The ordinance change was introduced by city administrator Chris Eldridge at a previous meeting. He said the public works staff is stretched very thin and having residents help would let the staff focus on the high-visibility areas that people often complain are not maintained.

Most of the right of way the city is paying to maintain is actually owned by the S.C. Department of Transportation, Eldridge said.

"This isn't city of Georgetown right of way," he said. "The state is dumping more and more back on local government."

There are about 100 miles or around 75 acres of public right of way in the city, the majority of which is in the area between the edge of the street and property lines, according to a map provided at the meeting.

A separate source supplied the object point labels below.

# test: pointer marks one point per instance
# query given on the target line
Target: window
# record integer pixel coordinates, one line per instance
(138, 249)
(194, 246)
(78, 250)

Eldridge said some cities have stopped cutting the grass in DOT-owned rights of way.

But that should not be considered an option for Georgetown, said Councilwoman Peggy Wayne.

"I don't think the city can stop keeping the right of way cut," she said. "To keep our city beautiful we're going to have to keep cutting the grass."

She suggested that the city get in touch with the DOT to try to get it to maintain the right of way.

Councilman Brendon Barber took it a step further saying that the city should look into ways to "see how we can legally force the DOT to do their job."

"It's not fair to us at all," he said. "It's just sad. We can't get nothing out of the state."

Mayor Jack Scoville was the lone vote against killing the ordinance change.

Also Thursday, the council approved an additional $30,000 to be spent on the Harborwalk renovation.

M.B. Kahn requested $30,321.94 more from the city to make unforeseen repairs to the Harborwalk.

The repairs include replacing some support beams that were split down the middle and repairing the underlying structure of the Harborwalk near Francis Marion Park.

The underlying structure near the park bows outward and is out of alignment with the rest of the walkway, according to meeting documents.

The council voted 5-1, with Ard dissenting, to approve the request.

Eldridge said the project is still under the $600,000 originally budgeted for it. With the approved change the project will now have a budget of $560,272.

The council also approved spending $43,521 allocated in its current budget for playground equipment and materials for Ben Cooper Park as part of the city's ongoing effort to increase the safety and quality of its parks.